Surpresa das surpresas! Então não é que ela gostava mesmo de mim! Vi-o finalmente escrito nos seus olhos, quando me olhou em silêncio e me percorreu o corpo com a ponta dos dedos e se ria como uma criança com cócegas, só porque eu lhe tocava de leve, como o vento sopra nas manhãs de primavera e foi então que eu me senti, não ridículo, mas parvo por não ter percebido aquilo desde o inicio! Enquanto eu debitava parágrafos inteiros, ladainhas a dar com um pau, contava a história dos reis e das rainhas, enumerava os sinónimos todos do dicionário, acrescentava letras a palavras e palavras a frases, resumia o último livro de prosa que tinha lido, lhe declamava de cor os poemas de amor que tinha memorizado sem querer, absorto pelo sentido das palavras, lhe descrevia ao pormenor o filme que tinha visto na véspera e a peça de teatro que tinha escrito para ela, ela sorria para mim e dava-me um beijo! E eu feito palhaço ainda perguntava estás-te a rir de mim? e ela continuava a sorrir e dizia estou-me a rir para ti!

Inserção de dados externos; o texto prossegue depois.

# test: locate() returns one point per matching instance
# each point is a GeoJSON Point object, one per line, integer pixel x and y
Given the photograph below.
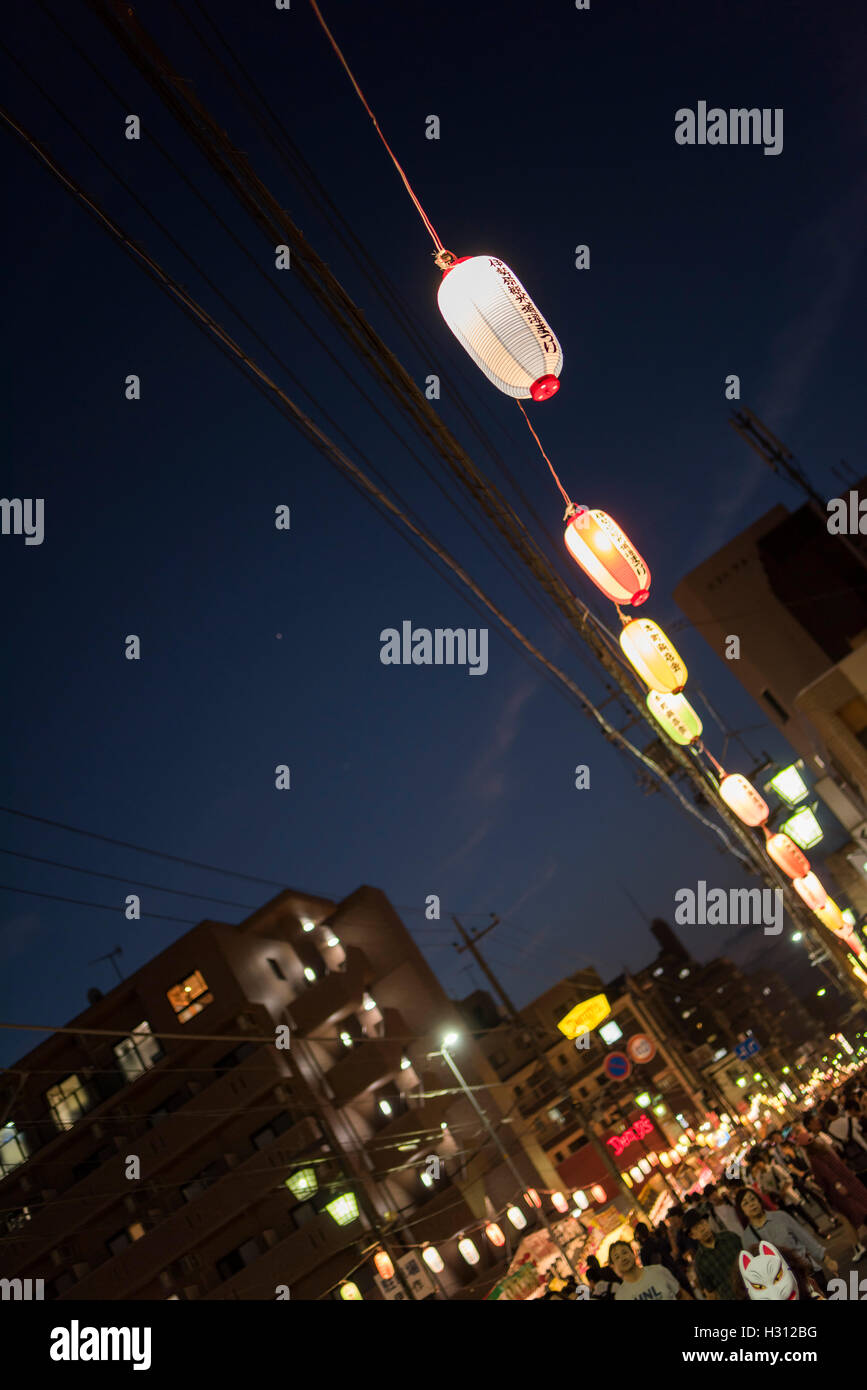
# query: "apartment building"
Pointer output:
{"type": "Point", "coordinates": [248, 1115]}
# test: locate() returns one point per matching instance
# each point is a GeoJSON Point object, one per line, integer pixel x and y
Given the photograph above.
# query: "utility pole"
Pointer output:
{"type": "Point", "coordinates": [470, 944]}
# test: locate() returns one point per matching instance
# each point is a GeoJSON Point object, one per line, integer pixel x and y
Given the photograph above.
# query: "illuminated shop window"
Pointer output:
{"type": "Point", "coordinates": [68, 1101]}
{"type": "Point", "coordinates": [189, 997]}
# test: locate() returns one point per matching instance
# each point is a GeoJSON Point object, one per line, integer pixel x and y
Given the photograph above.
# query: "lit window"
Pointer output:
{"type": "Point", "coordinates": [189, 997]}
{"type": "Point", "coordinates": [13, 1148]}
{"type": "Point", "coordinates": [68, 1101]}
{"type": "Point", "coordinates": [343, 1209]}
{"type": "Point", "coordinates": [138, 1052]}
{"type": "Point", "coordinates": [303, 1183]}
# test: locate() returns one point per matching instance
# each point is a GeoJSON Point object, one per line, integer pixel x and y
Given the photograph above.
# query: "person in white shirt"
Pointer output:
{"type": "Point", "coordinates": [638, 1285]}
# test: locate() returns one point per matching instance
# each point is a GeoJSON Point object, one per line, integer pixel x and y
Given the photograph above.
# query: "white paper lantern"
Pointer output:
{"type": "Point", "coordinates": [493, 317]}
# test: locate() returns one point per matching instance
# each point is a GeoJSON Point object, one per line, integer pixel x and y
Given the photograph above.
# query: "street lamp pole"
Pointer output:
{"type": "Point", "coordinates": [502, 1150]}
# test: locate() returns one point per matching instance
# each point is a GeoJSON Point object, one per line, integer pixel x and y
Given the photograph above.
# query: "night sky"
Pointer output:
{"type": "Point", "coordinates": [261, 647]}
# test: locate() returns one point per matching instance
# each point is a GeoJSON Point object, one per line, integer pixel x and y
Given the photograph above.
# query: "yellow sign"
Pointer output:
{"type": "Point", "coordinates": [585, 1016]}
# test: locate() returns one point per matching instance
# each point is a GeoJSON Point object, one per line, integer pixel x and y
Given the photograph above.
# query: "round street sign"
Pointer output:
{"type": "Point", "coordinates": [641, 1047]}
{"type": "Point", "coordinates": [617, 1065]}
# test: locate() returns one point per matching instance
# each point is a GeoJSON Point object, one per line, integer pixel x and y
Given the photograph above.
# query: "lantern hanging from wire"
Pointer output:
{"type": "Point", "coordinates": [652, 655]}
{"type": "Point", "coordinates": [787, 855]}
{"type": "Point", "coordinates": [677, 716]}
{"type": "Point", "coordinates": [493, 317]}
{"type": "Point", "coordinates": [384, 1264]}
{"type": "Point", "coordinates": [741, 797]}
{"type": "Point", "coordinates": [810, 891]}
{"type": "Point", "coordinates": [468, 1250]}
{"type": "Point", "coordinates": [607, 556]}
{"type": "Point", "coordinates": [831, 916]}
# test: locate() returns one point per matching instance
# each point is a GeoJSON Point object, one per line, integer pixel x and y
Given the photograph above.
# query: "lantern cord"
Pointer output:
{"type": "Point", "coordinates": [566, 496]}
{"type": "Point", "coordinates": [707, 754]}
{"type": "Point", "coordinates": [393, 157]}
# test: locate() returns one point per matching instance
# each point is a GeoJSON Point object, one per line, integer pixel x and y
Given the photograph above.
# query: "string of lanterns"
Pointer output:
{"type": "Point", "coordinates": [467, 1247]}
{"type": "Point", "coordinates": [495, 320]}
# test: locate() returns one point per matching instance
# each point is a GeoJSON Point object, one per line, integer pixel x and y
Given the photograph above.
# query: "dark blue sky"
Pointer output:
{"type": "Point", "coordinates": [557, 128]}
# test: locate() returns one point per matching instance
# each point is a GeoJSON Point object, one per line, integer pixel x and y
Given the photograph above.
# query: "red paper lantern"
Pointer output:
{"type": "Point", "coordinates": [493, 317]}
{"type": "Point", "coordinates": [607, 556]}
{"type": "Point", "coordinates": [384, 1265]}
{"type": "Point", "coordinates": [810, 890]}
{"type": "Point", "coordinates": [741, 797]}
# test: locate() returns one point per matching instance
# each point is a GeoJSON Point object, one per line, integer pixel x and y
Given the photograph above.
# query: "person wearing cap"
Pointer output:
{"type": "Point", "coordinates": [716, 1255]}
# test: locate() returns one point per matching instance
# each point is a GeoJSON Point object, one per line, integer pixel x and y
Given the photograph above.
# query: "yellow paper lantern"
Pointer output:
{"type": "Point", "coordinates": [810, 890]}
{"type": "Point", "coordinates": [585, 1016]}
{"type": "Point", "coordinates": [607, 556]}
{"type": "Point", "coordinates": [741, 797]}
{"type": "Point", "coordinates": [677, 716]}
{"type": "Point", "coordinates": [493, 317]}
{"type": "Point", "coordinates": [656, 660]}
{"type": "Point", "coordinates": [787, 855]}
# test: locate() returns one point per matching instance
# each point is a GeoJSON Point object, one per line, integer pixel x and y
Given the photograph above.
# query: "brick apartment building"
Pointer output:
{"type": "Point", "coordinates": [257, 1166]}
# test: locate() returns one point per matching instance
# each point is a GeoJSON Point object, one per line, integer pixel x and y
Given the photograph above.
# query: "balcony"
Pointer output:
{"type": "Point", "coordinates": [291, 1260]}
{"type": "Point", "coordinates": [370, 1061]}
{"type": "Point", "coordinates": [234, 1091]}
{"type": "Point", "coordinates": [195, 1222]}
{"type": "Point", "coordinates": [334, 997]}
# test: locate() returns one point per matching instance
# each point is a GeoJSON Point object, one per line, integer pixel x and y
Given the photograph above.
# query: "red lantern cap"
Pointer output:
{"type": "Point", "coordinates": [455, 263]}
{"type": "Point", "coordinates": [545, 387]}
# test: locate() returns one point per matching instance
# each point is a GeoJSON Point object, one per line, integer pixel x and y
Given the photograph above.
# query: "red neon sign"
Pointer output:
{"type": "Point", "coordinates": [637, 1132]}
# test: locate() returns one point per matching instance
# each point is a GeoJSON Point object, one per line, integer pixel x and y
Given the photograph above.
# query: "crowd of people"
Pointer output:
{"type": "Point", "coordinates": [796, 1187]}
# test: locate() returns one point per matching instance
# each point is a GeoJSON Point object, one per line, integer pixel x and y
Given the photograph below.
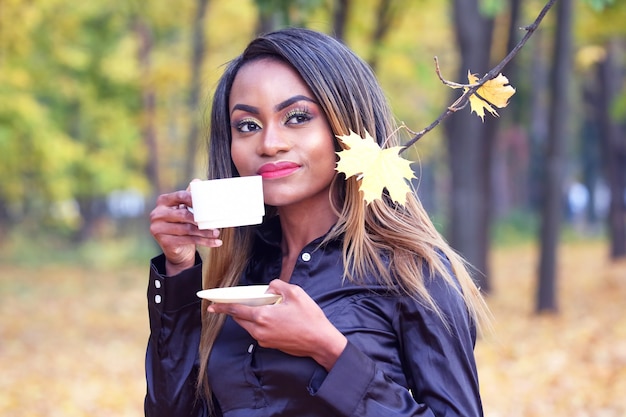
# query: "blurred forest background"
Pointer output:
{"type": "Point", "coordinates": [103, 106]}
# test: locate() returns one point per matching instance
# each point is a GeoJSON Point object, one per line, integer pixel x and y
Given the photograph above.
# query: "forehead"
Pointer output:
{"type": "Point", "coordinates": [267, 76]}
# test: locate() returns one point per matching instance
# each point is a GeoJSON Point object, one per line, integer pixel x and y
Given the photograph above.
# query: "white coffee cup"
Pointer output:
{"type": "Point", "coordinates": [228, 202]}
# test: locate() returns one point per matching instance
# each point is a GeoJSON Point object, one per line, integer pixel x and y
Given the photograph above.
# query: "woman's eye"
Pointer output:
{"type": "Point", "coordinates": [247, 126]}
{"type": "Point", "coordinates": [297, 117]}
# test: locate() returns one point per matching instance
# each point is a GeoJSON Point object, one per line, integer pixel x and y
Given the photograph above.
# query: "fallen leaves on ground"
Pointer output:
{"type": "Point", "coordinates": [72, 340]}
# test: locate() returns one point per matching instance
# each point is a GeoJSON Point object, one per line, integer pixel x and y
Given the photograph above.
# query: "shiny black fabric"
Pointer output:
{"type": "Point", "coordinates": [401, 359]}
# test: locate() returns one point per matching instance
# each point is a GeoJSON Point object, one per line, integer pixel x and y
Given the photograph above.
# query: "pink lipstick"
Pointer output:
{"type": "Point", "coordinates": [277, 169]}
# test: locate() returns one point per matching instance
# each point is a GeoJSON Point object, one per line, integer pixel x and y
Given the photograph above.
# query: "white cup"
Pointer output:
{"type": "Point", "coordinates": [228, 202]}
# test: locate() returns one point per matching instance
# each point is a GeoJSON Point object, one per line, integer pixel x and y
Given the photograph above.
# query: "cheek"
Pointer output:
{"type": "Point", "coordinates": [238, 156]}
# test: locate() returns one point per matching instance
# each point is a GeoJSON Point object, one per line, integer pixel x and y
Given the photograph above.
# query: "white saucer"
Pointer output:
{"type": "Point", "coordinates": [252, 295]}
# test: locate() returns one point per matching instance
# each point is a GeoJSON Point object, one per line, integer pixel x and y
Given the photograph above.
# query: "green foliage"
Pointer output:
{"type": "Point", "coordinates": [599, 5]}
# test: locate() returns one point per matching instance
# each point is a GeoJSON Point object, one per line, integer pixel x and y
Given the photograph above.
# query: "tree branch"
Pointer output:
{"type": "Point", "coordinates": [462, 101]}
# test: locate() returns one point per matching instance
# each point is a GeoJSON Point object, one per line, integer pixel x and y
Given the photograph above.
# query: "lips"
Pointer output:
{"type": "Point", "coordinates": [277, 169]}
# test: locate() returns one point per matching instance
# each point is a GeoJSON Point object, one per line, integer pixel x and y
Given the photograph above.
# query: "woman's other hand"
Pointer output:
{"type": "Point", "coordinates": [296, 325]}
{"type": "Point", "coordinates": [173, 227]}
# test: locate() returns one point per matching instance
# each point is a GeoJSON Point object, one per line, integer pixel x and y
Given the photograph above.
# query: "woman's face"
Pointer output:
{"type": "Point", "coordinates": [280, 132]}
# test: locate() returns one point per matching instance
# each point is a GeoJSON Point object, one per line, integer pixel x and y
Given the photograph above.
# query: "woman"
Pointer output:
{"type": "Point", "coordinates": [378, 313]}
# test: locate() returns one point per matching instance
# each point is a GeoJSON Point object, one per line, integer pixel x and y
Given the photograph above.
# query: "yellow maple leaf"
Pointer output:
{"type": "Point", "coordinates": [376, 168]}
{"type": "Point", "coordinates": [496, 91]}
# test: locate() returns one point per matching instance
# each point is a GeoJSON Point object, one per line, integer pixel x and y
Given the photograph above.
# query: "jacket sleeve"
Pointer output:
{"type": "Point", "coordinates": [172, 352]}
{"type": "Point", "coordinates": [438, 362]}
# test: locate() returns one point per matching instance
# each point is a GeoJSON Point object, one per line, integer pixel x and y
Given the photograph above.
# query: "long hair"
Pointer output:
{"type": "Point", "coordinates": [352, 100]}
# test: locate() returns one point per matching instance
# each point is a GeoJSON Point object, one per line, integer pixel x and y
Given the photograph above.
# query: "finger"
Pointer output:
{"type": "Point", "coordinates": [174, 199]}
{"type": "Point", "coordinates": [193, 180]}
{"type": "Point", "coordinates": [283, 288]}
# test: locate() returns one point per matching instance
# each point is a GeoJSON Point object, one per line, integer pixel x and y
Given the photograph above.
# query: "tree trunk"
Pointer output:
{"type": "Point", "coordinates": [385, 13]}
{"type": "Point", "coordinates": [555, 155]}
{"type": "Point", "coordinates": [148, 101]}
{"type": "Point", "coordinates": [469, 152]}
{"type": "Point", "coordinates": [614, 148]}
{"type": "Point", "coordinates": [195, 87]}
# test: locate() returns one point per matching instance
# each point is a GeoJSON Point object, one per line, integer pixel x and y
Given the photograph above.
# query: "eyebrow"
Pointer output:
{"type": "Point", "coordinates": [280, 106]}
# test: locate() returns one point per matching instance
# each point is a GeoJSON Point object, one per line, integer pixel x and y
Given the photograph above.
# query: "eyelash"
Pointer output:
{"type": "Point", "coordinates": [302, 113]}
{"type": "Point", "coordinates": [240, 125]}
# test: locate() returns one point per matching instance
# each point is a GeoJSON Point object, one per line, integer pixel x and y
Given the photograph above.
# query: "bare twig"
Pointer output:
{"type": "Point", "coordinates": [462, 101]}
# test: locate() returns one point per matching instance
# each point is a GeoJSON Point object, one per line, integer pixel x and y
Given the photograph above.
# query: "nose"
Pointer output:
{"type": "Point", "coordinates": [273, 141]}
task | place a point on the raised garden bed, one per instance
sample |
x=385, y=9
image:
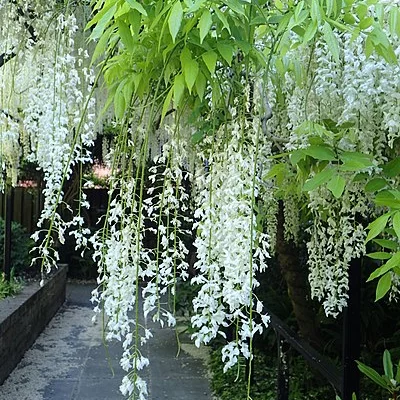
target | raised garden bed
x=23, y=318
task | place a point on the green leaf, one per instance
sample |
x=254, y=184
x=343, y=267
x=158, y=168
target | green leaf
x=377, y=226
x=318, y=180
x=354, y=161
x=331, y=41
x=119, y=102
x=197, y=137
x=392, y=168
x=383, y=286
x=201, y=83
x=320, y=152
x=394, y=21
x=166, y=104
x=396, y=223
x=375, y=184
x=179, y=88
x=315, y=11
x=137, y=6
x=387, y=198
x=389, y=265
x=191, y=71
x=366, y=23
x=379, y=255
x=296, y=156
x=205, y=24
x=397, y=378
x=222, y=18
x=336, y=185
x=235, y=6
x=210, y=59
x=102, y=24
x=361, y=158
x=371, y=374
x=310, y=31
x=175, y=20
x=386, y=243
x=226, y=51
x=387, y=364
x=125, y=34
x=101, y=46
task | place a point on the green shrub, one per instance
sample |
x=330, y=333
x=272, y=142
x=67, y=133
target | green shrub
x=21, y=244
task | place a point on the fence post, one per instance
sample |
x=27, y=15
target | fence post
x=352, y=333
x=9, y=205
x=283, y=369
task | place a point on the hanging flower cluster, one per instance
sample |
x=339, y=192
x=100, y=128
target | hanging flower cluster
x=49, y=82
x=161, y=187
x=230, y=249
x=358, y=96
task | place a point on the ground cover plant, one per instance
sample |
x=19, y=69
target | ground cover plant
x=263, y=127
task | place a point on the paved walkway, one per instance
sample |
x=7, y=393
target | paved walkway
x=68, y=362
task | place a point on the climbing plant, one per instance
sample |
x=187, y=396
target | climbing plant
x=223, y=113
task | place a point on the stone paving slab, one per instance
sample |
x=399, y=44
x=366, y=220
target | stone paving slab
x=69, y=362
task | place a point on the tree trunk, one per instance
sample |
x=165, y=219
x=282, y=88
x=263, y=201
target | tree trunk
x=297, y=284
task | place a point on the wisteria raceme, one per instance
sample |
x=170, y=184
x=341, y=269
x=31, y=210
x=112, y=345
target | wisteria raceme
x=229, y=248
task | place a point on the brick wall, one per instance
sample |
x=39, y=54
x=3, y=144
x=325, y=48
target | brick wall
x=24, y=317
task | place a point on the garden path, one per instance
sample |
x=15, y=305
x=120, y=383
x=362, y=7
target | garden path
x=69, y=362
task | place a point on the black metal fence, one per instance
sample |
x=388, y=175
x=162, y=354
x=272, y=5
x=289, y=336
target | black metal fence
x=345, y=379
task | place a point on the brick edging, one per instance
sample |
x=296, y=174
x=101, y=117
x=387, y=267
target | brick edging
x=23, y=318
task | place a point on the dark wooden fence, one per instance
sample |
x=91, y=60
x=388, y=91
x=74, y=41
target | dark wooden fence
x=344, y=379
x=26, y=207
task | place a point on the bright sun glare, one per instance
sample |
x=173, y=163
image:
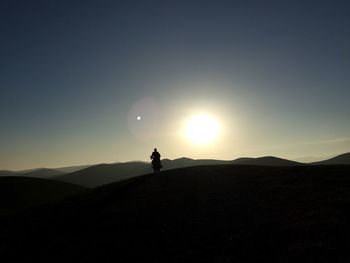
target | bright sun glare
x=202, y=129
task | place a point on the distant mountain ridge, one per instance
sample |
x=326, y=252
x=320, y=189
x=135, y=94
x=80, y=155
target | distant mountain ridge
x=342, y=159
x=266, y=161
x=100, y=174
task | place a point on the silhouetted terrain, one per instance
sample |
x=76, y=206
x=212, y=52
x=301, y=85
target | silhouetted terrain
x=43, y=173
x=266, y=161
x=21, y=192
x=101, y=174
x=8, y=173
x=340, y=159
x=217, y=213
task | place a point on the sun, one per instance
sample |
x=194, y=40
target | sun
x=202, y=129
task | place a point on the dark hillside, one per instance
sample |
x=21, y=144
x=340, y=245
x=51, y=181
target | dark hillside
x=198, y=214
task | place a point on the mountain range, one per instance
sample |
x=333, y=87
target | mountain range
x=95, y=175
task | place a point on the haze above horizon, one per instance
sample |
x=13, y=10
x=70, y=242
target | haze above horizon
x=107, y=81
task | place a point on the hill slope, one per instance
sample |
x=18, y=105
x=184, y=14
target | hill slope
x=266, y=161
x=43, y=173
x=21, y=192
x=223, y=213
x=340, y=159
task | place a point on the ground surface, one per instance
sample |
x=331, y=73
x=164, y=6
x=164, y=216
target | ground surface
x=197, y=214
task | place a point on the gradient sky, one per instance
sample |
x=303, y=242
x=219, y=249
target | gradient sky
x=76, y=74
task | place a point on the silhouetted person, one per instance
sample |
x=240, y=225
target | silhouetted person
x=155, y=157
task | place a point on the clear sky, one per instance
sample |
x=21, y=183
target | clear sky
x=107, y=81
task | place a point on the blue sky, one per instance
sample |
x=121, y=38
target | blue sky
x=74, y=75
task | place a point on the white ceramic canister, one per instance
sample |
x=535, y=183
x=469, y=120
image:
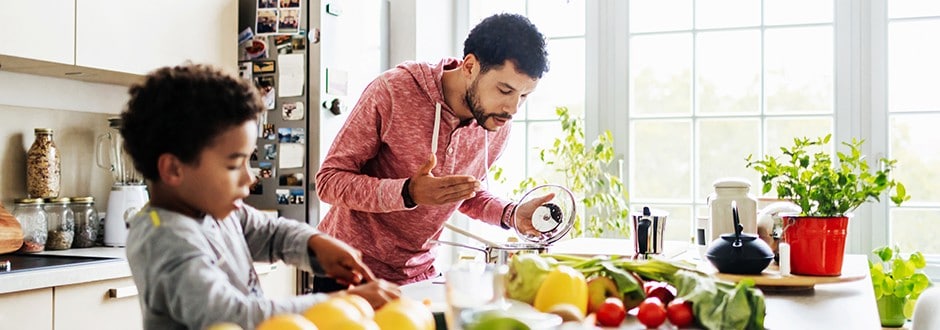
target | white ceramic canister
x=719, y=206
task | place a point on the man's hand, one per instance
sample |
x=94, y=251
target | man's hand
x=426, y=189
x=340, y=261
x=377, y=293
x=524, y=211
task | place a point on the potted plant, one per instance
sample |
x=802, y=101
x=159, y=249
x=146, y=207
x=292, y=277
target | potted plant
x=826, y=192
x=898, y=282
x=585, y=171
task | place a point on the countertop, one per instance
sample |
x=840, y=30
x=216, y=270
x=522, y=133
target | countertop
x=67, y=275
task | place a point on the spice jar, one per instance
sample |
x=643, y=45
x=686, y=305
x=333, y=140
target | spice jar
x=86, y=221
x=42, y=166
x=61, y=223
x=32, y=219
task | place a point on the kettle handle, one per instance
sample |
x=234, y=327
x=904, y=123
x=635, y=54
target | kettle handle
x=98, y=150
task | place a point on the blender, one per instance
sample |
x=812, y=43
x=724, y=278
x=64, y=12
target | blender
x=128, y=193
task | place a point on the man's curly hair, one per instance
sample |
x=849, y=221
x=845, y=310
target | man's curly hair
x=180, y=110
x=511, y=37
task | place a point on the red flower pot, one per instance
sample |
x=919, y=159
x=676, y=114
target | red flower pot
x=817, y=244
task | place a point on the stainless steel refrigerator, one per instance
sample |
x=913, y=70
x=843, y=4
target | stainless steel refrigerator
x=311, y=60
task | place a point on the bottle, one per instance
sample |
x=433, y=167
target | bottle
x=61, y=223
x=86, y=221
x=32, y=219
x=719, y=206
x=42, y=166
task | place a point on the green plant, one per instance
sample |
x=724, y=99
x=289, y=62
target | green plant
x=894, y=276
x=585, y=172
x=822, y=187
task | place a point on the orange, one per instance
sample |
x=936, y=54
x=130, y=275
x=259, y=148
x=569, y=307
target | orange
x=332, y=311
x=286, y=322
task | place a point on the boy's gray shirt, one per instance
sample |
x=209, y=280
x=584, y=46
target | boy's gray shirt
x=191, y=273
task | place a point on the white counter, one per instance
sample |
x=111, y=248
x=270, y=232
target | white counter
x=71, y=274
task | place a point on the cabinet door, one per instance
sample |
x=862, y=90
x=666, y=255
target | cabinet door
x=139, y=36
x=41, y=32
x=278, y=280
x=26, y=310
x=100, y=305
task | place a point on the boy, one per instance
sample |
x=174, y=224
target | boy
x=190, y=131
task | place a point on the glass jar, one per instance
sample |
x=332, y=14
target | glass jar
x=61, y=223
x=86, y=221
x=42, y=166
x=32, y=218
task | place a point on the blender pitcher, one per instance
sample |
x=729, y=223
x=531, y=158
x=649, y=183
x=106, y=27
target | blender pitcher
x=128, y=193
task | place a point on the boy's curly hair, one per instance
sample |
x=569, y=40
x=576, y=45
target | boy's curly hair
x=180, y=110
x=504, y=37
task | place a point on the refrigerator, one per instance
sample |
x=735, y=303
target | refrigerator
x=310, y=60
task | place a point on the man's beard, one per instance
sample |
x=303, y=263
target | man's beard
x=479, y=114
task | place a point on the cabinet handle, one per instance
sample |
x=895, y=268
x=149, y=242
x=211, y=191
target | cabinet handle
x=124, y=292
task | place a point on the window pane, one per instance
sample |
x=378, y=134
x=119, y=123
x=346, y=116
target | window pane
x=722, y=146
x=660, y=15
x=660, y=159
x=542, y=136
x=778, y=12
x=913, y=66
x=563, y=85
x=728, y=72
x=913, y=8
x=798, y=70
x=916, y=229
x=914, y=142
x=512, y=161
x=660, y=75
x=558, y=18
x=480, y=9
x=711, y=14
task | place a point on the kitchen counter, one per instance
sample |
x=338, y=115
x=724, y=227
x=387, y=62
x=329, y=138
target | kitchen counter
x=71, y=274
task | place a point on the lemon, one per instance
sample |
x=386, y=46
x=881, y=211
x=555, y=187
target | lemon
x=563, y=285
x=225, y=326
x=332, y=311
x=404, y=313
x=286, y=322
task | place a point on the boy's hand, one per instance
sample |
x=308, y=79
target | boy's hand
x=377, y=292
x=426, y=189
x=340, y=261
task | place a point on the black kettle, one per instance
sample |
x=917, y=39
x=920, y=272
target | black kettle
x=739, y=253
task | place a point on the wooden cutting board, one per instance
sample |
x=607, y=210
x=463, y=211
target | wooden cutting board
x=11, y=234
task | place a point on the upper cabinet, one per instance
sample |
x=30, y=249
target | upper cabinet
x=115, y=41
x=140, y=35
x=43, y=32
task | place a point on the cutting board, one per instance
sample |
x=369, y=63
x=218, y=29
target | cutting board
x=11, y=234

E foi só depois de algum tempo que eu comecei a perceber que embora eu tivesse sido feito à imagem e semelhança de Deus, com todos os defeitos que Ele tinha, no caso dela o modelo em que Ele se tinha inspirado era outro, ou então aquilo tinha-lhe saído completamente ao lado ou, na melhor das hipóteses, ela era filha do padeiro, do vizinho ou do carteiro!
E foi bonito, no dia em que ela me lançou como um projéctil para fora do sistema solar e eu percebi que a trajectória da Terra era a mais patética de todas as dos planetas que viajavam em satelitismo solar. E foi no momento em que perdi a consciência, ao atravessar a atmosfera e me senti quase um lunático e posso dizer por hipérbole matemática e não como recurso expressivo de português que os dois hemisférios do meu cérebro colidiram ou mudaram definitivamente de posição, como imagem num espelho plano, ou a similitude dos gémeos mais que a semelhança que só a mãe distingue, também eu sabia que depois daquele reboliço dentro do meu crânio provocado pela diferença da pressão atmosférica e da outra, as coisas nunca mais regressariam ao lugar onde antes tinham estado! E era como se os meus neurónios, ou o que restava deles, estivessem em maresia e eu queria manter aquele estado de coisas por teimosia, tentando evitar a agonia que o meu corpo em desequilíbrio sentia. Nessa altura o eixo de simetria também já se tinha dobrado, todo eu era um acrobata, um contorcionista. Os 206 ossos continuavam lá dentro, mas já não formavam aquilo a que se chama esqueleto!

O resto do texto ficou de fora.